2. Those who fear that a $15 an hour minimum wage is too risky a policy should have long since gotten behind an expansion of the Earned Income Tax Credit. In fact, those who advocate for a $15 an hour minimum wage should also be behind an EITC expansion. That is what the research says. Read Cynthia Miller and Lawrence F. Katz, “Biden wants to boost the EITC for workers without dependent children—What Does the Research Say?,” in which they write: “Many commentators have expressed the hope that the inequalities exposed by the pandemic will lead to renewed efforts to address them by expanding the social safety net and by providing basic protections for workers. An expanded EITC can be an effective part of this effort, increasing workers’ incomes (without depressing work effort) and putting them in a better position to recover from this crisis and weather the next.”

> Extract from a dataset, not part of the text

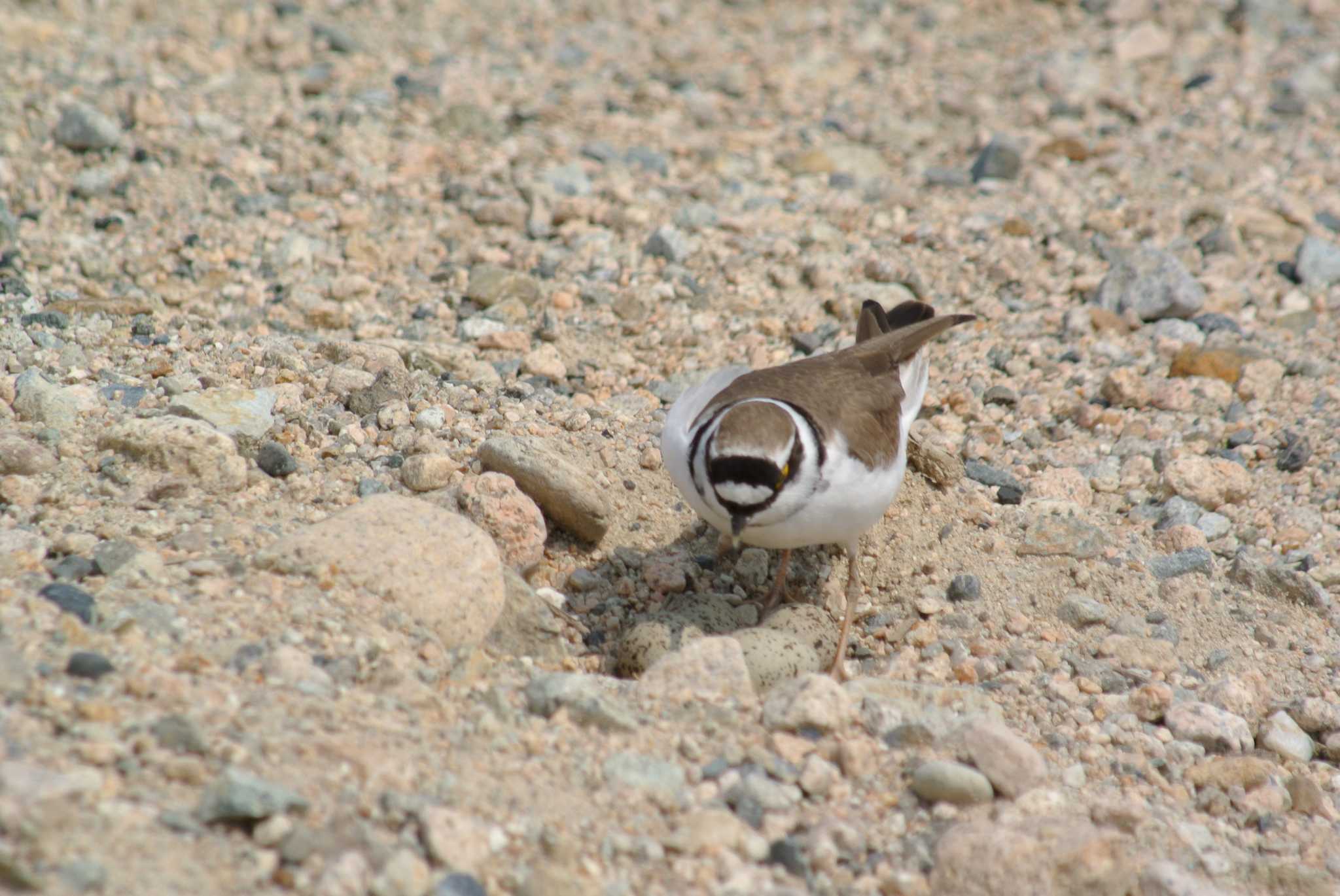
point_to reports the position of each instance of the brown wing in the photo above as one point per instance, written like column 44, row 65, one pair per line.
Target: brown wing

3. This was actually much more hopeful and positive than I thought it would be about political-economy and racial politics changes in the American north in the aftermath of the Great Migration of African Americans from the south. Read Alvaro Calderon, Vasiliki Fouka, and Marco Tabellini, “Racial diversity, electoral preferences, and the supply of policy; The Great Migration and civil rights,” in which they write: “The 1940–1970 Great Migration of African Americans … how resulting changes in the racial composition of local constituencies affected voters’ preferences and politicians’ behaviour … Democrats and union members supported blacks’ struggle for racial equality, but that backlash against civil rights erupted among Republicans and among whites more exposed to racial mixing.”